Larry Kincheloe was a military man. After nearly 15 years in the army, and three tours of infantry duty in Vietnam, Kincheloe moved to Washington State as an adviser to the Army National Guard. In his spare time he enrolled in a master degree program at Pacific Lutheran University where his studies kindled an interest in corrections. By coincidence, Kincheloe lived across the street from the house Douglas Vinzant used when he was in Olympia in his roll as Director of the Division of Adult Corrections. After discussing ideas with Vinzant about his master’s thesis, Vinzant offered Kincheloe a job at the penitentiary as an associate superintendent.

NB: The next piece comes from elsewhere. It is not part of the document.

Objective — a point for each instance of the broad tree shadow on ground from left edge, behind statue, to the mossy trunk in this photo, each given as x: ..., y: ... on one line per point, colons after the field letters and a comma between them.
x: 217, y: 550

A few months later, when Vinzant was fired and Genakos resigned, Kincheloe thought his days were numbered. While he had almost no experience in corrections, Jim Spalding kept Kincheloe as his associate superintendent for custody. Spalding saw that Kincheloe got along well with staff, an important asset, especially given staff attitudes and morale at the time. He also believed that Kincheloe possessed the qualities to be an effective member of his management team.

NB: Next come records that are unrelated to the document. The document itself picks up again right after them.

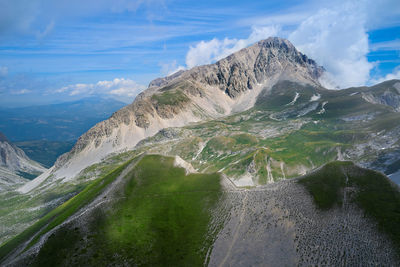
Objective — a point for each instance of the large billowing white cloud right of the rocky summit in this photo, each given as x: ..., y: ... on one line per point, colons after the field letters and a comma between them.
x: 337, y: 39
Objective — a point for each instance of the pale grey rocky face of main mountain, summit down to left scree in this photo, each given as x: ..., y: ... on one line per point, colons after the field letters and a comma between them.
x: 205, y: 92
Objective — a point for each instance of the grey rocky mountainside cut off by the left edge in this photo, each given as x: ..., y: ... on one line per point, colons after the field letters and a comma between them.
x: 15, y: 166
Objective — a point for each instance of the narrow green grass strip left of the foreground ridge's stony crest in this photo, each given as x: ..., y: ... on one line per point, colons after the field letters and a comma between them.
x: 58, y: 215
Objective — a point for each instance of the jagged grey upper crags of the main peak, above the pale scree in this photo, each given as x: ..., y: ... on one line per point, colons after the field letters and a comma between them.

By 1982, Kincheloe was no longer a novice at prison management, and Kip Kautzky, also a military man, appointed him to replace Kastama. He remained penitentiary superintendent until January 1988, when he moved into central office. During Kincheloe’s tenure as superintendent, the long-range plan for upgrading the penitentiary that was developed during the early days of Spalding’s superintendency, was finally completed. Numerous operational changes, including much improved staff training and supervision, occurred during Kincheloe’s watch. By the time he left, a new kind of order was in place at the Washington State Penitentiary.

 

2 thoughts on “SUPERINTENDENT LARRY KINCHELOE

  1. You leave the impression the Whitman College girls went to the WSP regularly to lay around in the grass and get pregnant. To support this you show an outdoor scene which looks like one of the banquets which for families and outside guests. I’m not sure that that photo is one of the Social Therapy picnics since I recognize absolutely no one, convict or free and I was connected to Social Therapy for most of the 70s. On the webpage you also include a photograph of a Social Therapy group session that does include Whitman students but hardly supports your statement that student hung around on the grass and got pregnant. The only support you cite seems to be a convict conversation, said convict’s name I don’t recognize either – certainly never a member of the Social Therapy program. Don’t you think that you might have contacted a few people that were actually involved? Especially since I found much in your book to agree with.

    • I am glad you agree with much of my book. However, if you read the book closely, you should realize that no mention of the social therapy program can be found in the book. The only place the program is mentioned is on this website and in the Facebook group, the Washington State Penitentiary Archive. The primary purpose of the website and the Facebook group is to promote the book and share additional information that I gathered over the years in my research. The comment that “some of the girls got pregnant” is found in the “book trailer” video which, like movie trailers, is intended to be a tease to get people interested in the book. The source of this information was not an inmate, but a staff person who told me (in writing) “I know a gal who conceived a baby from one of these visits.” I know that you were associated with the program since your name is mentioned in Lee Bowker’s May 1974 program evaluation report, a report in which he alludes to “volunteer problems.” In the report, Bowker wrote: “The first [problem] is that volunteers often join programs for reasons of their own, reasons which are antithetical to the goals of the program and the institution. The second volunteer problem is that their bleeding heart liberalism often allows them to be seduced into becoming so sympathetic to residents that they can no longer be successful as change agents.” I’m confident that various types of seduction took place.